Whatever happened to the concept of changing your passwords often or using different ones in case your online account gets hijacked? I see trouble brewing.

Oh! My! God! 

By evilbobthebob
Posted Saturday 19th January 2008 14:39 GMT
Paris Hilton

Now, this reminds of something the UK government intends to do.

And it has the same dificencies: it provides a single portal for any security loopholes to be exploited. Woohoo. At least it may be marginally more secure than something the UK government implements...but that's not very difficult.

Paris, cos I haven't used her as an icon yet.

@Alan Doherty 

By Colin Guthrie
Posted Saturday 19th January 2008 19:28 GMT
Unhappy

What's wrong with more OpenID providers? If you are really paranoid you'd implement your own provider on your own server and create one account. That way you've got nigh on full control and can shut down access to all your online accounts automatically. Would there be anything wrong if every single person in the world implemented their own provider and used that? It's not worth the effort for 99.999% of people but, genuinely, what's wrong with it?

99% wouldn't or couldn't 

By joe
Posted Sunday 20th January 2008 02:20 GMT

@Colin Guthrie

. That's what's wrong with it. So for those who may not be that savvy or are just too lazy, having one ID for everything leaves holes.. or is it that just one hole will be needed now?

Passpot paspoirt 

By Anonymous Coward
Posted Sunday 20th January 2008 07:31 GMT
Linux

something like that we didn't use it because no one trusted MS (fairly well reasoned I think). This seems to decrease your safety while probably only very slightly lowering the number of passwords you use hell if you wanted to you could use the same username and password for all logins yes of course I know this differs in that there is only one repository of your details but I don't see it as being all that secure since they will need to send authentication details in some way across domains making spoofing easier.

...can't take any more. 

By Tony Benn
Posted Sunday 20th January 2008 13:44 GMT

Its all getting too much. Maybe just have eyeball scan instead but after a few beers you cant log in to surf anywhere with bloodshot eyes:)

Where's the problem? 

By Anonymous Coward
Posted Sunday 20th January 2008 23:24 GMT
Happy

At the moment this looks like nothing more than an easy way to make up fake details for staying anonymous on forums and blog posting etc. I've just signed up to one with a fake email account (the only proof of who I am I needed to give) and I can now easily troll message board without having to fill in registration forms and validate my email account every time.

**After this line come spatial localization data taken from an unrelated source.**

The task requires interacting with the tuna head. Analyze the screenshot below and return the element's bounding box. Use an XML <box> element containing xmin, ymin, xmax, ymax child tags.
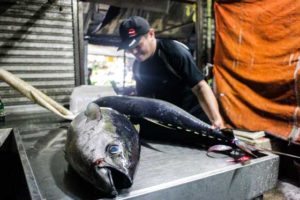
<box><xmin>65</xmin><ymin>103</ymin><xmax>140</xmax><ymax>196</ymax></box>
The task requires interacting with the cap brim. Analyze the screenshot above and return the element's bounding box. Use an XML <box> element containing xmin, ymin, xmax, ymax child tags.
<box><xmin>117</xmin><ymin>36</ymin><xmax>142</xmax><ymax>51</ymax></box>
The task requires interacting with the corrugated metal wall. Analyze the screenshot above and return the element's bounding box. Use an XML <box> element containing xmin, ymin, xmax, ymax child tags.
<box><xmin>0</xmin><ymin>0</ymin><xmax>77</xmax><ymax>110</ymax></box>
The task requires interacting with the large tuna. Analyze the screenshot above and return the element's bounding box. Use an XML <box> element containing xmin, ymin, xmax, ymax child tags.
<box><xmin>65</xmin><ymin>103</ymin><xmax>140</xmax><ymax>196</ymax></box>
<box><xmin>65</xmin><ymin>95</ymin><xmax>257</xmax><ymax>196</ymax></box>
<box><xmin>94</xmin><ymin>95</ymin><xmax>257</xmax><ymax>157</ymax></box>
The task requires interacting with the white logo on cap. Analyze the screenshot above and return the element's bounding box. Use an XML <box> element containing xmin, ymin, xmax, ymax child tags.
<box><xmin>129</xmin><ymin>39</ymin><xmax>136</xmax><ymax>47</ymax></box>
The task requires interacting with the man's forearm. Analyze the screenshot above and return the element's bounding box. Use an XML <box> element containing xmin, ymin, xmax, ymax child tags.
<box><xmin>192</xmin><ymin>80</ymin><xmax>224</xmax><ymax>128</ymax></box>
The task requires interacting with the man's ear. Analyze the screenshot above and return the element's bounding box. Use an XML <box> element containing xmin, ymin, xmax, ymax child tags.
<box><xmin>148</xmin><ymin>28</ymin><xmax>155</xmax><ymax>38</ymax></box>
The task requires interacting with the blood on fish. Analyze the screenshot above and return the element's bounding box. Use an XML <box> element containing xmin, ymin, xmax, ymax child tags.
<box><xmin>94</xmin><ymin>158</ymin><xmax>105</xmax><ymax>166</ymax></box>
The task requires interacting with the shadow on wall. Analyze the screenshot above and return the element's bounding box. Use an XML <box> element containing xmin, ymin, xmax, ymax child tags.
<box><xmin>0</xmin><ymin>1</ymin><xmax>55</xmax><ymax>56</ymax></box>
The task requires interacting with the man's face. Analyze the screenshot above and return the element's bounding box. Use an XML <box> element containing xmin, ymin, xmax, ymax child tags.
<box><xmin>126</xmin><ymin>31</ymin><xmax>155</xmax><ymax>62</ymax></box>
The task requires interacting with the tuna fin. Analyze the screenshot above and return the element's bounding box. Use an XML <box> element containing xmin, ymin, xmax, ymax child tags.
<box><xmin>221</xmin><ymin>128</ymin><xmax>257</xmax><ymax>157</ymax></box>
<box><xmin>220</xmin><ymin>128</ymin><xmax>235</xmax><ymax>140</ymax></box>
<box><xmin>85</xmin><ymin>103</ymin><xmax>102</xmax><ymax>120</ymax></box>
<box><xmin>140</xmin><ymin>139</ymin><xmax>164</xmax><ymax>152</ymax></box>
<box><xmin>233</xmin><ymin>139</ymin><xmax>258</xmax><ymax>158</ymax></box>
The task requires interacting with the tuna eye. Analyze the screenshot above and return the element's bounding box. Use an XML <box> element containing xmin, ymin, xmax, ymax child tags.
<box><xmin>107</xmin><ymin>144</ymin><xmax>121</xmax><ymax>155</ymax></box>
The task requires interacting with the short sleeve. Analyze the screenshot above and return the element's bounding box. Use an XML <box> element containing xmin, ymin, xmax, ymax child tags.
<box><xmin>160</xmin><ymin>40</ymin><xmax>204</xmax><ymax>88</ymax></box>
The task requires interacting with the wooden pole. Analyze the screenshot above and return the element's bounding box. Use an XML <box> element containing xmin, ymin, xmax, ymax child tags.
<box><xmin>0</xmin><ymin>69</ymin><xmax>75</xmax><ymax>120</ymax></box>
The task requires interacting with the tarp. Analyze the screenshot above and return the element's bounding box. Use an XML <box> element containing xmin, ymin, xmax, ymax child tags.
<box><xmin>213</xmin><ymin>0</ymin><xmax>300</xmax><ymax>144</ymax></box>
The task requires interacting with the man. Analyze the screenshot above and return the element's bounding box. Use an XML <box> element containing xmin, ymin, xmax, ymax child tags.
<box><xmin>118</xmin><ymin>16</ymin><xmax>224</xmax><ymax>129</ymax></box>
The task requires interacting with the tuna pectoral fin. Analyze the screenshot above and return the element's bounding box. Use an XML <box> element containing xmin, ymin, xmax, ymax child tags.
<box><xmin>140</xmin><ymin>139</ymin><xmax>163</xmax><ymax>152</ymax></box>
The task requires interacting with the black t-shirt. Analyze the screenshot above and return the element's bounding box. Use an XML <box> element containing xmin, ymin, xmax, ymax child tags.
<box><xmin>133</xmin><ymin>39</ymin><xmax>204</xmax><ymax>112</ymax></box>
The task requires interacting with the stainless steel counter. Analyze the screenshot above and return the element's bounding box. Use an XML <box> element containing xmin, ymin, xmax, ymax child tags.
<box><xmin>0</xmin><ymin>111</ymin><xmax>279</xmax><ymax>200</ymax></box>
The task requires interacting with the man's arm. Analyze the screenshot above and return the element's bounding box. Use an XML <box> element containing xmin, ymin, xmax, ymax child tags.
<box><xmin>192</xmin><ymin>80</ymin><xmax>224</xmax><ymax>129</ymax></box>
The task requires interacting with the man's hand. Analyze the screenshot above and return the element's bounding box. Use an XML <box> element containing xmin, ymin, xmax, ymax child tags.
<box><xmin>211</xmin><ymin>118</ymin><xmax>225</xmax><ymax>129</ymax></box>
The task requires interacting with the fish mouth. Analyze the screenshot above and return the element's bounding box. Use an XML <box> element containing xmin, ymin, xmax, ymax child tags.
<box><xmin>95</xmin><ymin>167</ymin><xmax>132</xmax><ymax>196</ymax></box>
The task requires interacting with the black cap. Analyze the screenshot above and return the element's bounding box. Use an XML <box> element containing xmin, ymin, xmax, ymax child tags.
<box><xmin>118</xmin><ymin>16</ymin><xmax>150</xmax><ymax>50</ymax></box>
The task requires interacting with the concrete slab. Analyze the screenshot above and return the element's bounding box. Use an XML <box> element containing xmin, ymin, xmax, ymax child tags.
<box><xmin>0</xmin><ymin>112</ymin><xmax>279</xmax><ymax>200</ymax></box>
<box><xmin>23</xmin><ymin>128</ymin><xmax>278</xmax><ymax>200</ymax></box>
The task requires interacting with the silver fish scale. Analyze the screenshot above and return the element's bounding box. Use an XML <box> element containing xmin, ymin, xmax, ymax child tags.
<box><xmin>65</xmin><ymin>106</ymin><xmax>140</xmax><ymax>194</ymax></box>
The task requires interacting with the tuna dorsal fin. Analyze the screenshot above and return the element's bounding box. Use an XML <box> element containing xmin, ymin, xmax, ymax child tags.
<box><xmin>85</xmin><ymin>103</ymin><xmax>102</xmax><ymax>120</ymax></box>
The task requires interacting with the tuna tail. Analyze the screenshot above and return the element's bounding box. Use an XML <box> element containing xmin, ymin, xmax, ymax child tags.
<box><xmin>217</xmin><ymin>128</ymin><xmax>258</xmax><ymax>158</ymax></box>
<box><xmin>212</xmin><ymin>129</ymin><xmax>300</xmax><ymax>159</ymax></box>
<box><xmin>232</xmin><ymin>139</ymin><xmax>258</xmax><ymax>158</ymax></box>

Sweet! I just signed into LiveJournal with my OpenID account - it only took five seconds!

@joe 

By James Henstridge
Posted Monday 21st January 2008 01:26 GMT
Black Helicopters

With OpenID 2.0's directed identity mode, it is possible for the OpenID Provider to choose the identity URL sent back in the response.

This would make it possible for an OP to give a user a different identity URL for each Relying Party that they visit. Provided that these different identity URLs can't be correlated (i.e. they don't contain a common user identifying section, and there are multiple users on the same OP), RPs shouldn't be able to correlate your profile by identity URL.

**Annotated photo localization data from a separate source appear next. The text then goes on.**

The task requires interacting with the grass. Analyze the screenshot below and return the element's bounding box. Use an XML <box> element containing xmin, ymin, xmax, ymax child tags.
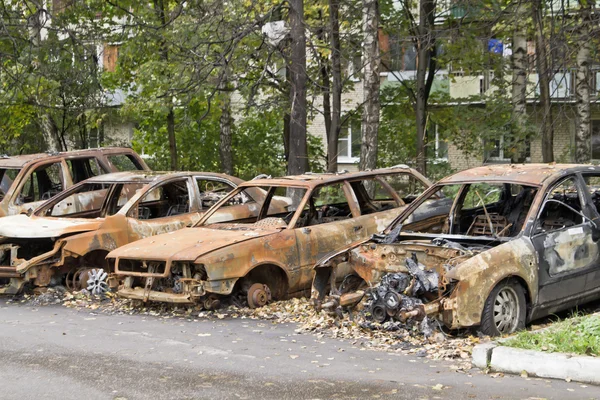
<box><xmin>503</xmin><ymin>314</ymin><xmax>600</xmax><ymax>356</ymax></box>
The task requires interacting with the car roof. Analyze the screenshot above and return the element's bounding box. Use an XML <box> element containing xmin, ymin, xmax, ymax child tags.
<box><xmin>0</xmin><ymin>147</ymin><xmax>139</xmax><ymax>168</ymax></box>
<box><xmin>238</xmin><ymin>165</ymin><xmax>425</xmax><ymax>189</ymax></box>
<box><xmin>438</xmin><ymin>164</ymin><xmax>600</xmax><ymax>187</ymax></box>
<box><xmin>83</xmin><ymin>171</ymin><xmax>243</xmax><ymax>185</ymax></box>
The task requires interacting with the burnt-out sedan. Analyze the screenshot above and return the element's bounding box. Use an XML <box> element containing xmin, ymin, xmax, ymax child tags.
<box><xmin>312</xmin><ymin>164</ymin><xmax>600</xmax><ymax>336</ymax></box>
<box><xmin>0</xmin><ymin>171</ymin><xmax>283</xmax><ymax>295</ymax></box>
<box><xmin>108</xmin><ymin>167</ymin><xmax>432</xmax><ymax>307</ymax></box>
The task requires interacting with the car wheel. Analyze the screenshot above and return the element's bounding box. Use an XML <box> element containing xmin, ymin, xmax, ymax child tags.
<box><xmin>480</xmin><ymin>279</ymin><xmax>526</xmax><ymax>336</ymax></box>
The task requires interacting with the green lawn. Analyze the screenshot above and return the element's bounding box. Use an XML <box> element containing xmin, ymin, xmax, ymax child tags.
<box><xmin>504</xmin><ymin>314</ymin><xmax>600</xmax><ymax>356</ymax></box>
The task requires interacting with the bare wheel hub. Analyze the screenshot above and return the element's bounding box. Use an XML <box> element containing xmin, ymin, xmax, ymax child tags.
<box><xmin>247</xmin><ymin>283</ymin><xmax>271</xmax><ymax>308</ymax></box>
<box><xmin>86</xmin><ymin>268</ymin><xmax>109</xmax><ymax>296</ymax></box>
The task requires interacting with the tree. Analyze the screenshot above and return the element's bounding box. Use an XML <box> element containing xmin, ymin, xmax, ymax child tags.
<box><xmin>575</xmin><ymin>0</ymin><xmax>594</xmax><ymax>162</ymax></box>
<box><xmin>359</xmin><ymin>0</ymin><xmax>380</xmax><ymax>172</ymax></box>
<box><xmin>413</xmin><ymin>0</ymin><xmax>436</xmax><ymax>174</ymax></box>
<box><xmin>533</xmin><ymin>0</ymin><xmax>554</xmax><ymax>162</ymax></box>
<box><xmin>510</xmin><ymin>1</ymin><xmax>528</xmax><ymax>163</ymax></box>
<box><xmin>288</xmin><ymin>0</ymin><xmax>309</xmax><ymax>175</ymax></box>
<box><xmin>327</xmin><ymin>0</ymin><xmax>342</xmax><ymax>172</ymax></box>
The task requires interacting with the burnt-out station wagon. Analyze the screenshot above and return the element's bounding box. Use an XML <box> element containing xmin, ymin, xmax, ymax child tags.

Now while this is possible, I don't know whether many OPs that provide this sort of service. As Yahoo is only supporting OpenID 2.0 they would be in a position to do so, but you'd need to check first.

Eggs 

By Alan Davies
Posted Monday 21st January 2008 12:43 GMT

Basket???

Still using Username & Password? 

By Neil Smith
Posted Monday 21st January 2008 14:44 GMT
Paris Hilton

Come on folks.

The hallowed pages of our Register have already hosted articles on alternative, mush stronger methods of authentication - GrIDsure for example.

Why start off trying to make life easier & safer, then not do the homework? Fixed passwords & PINs are finished, they are dinosaurs. We are on the slope towards the second decade of the 21st Century, lets use something better. Even Paris could work that out.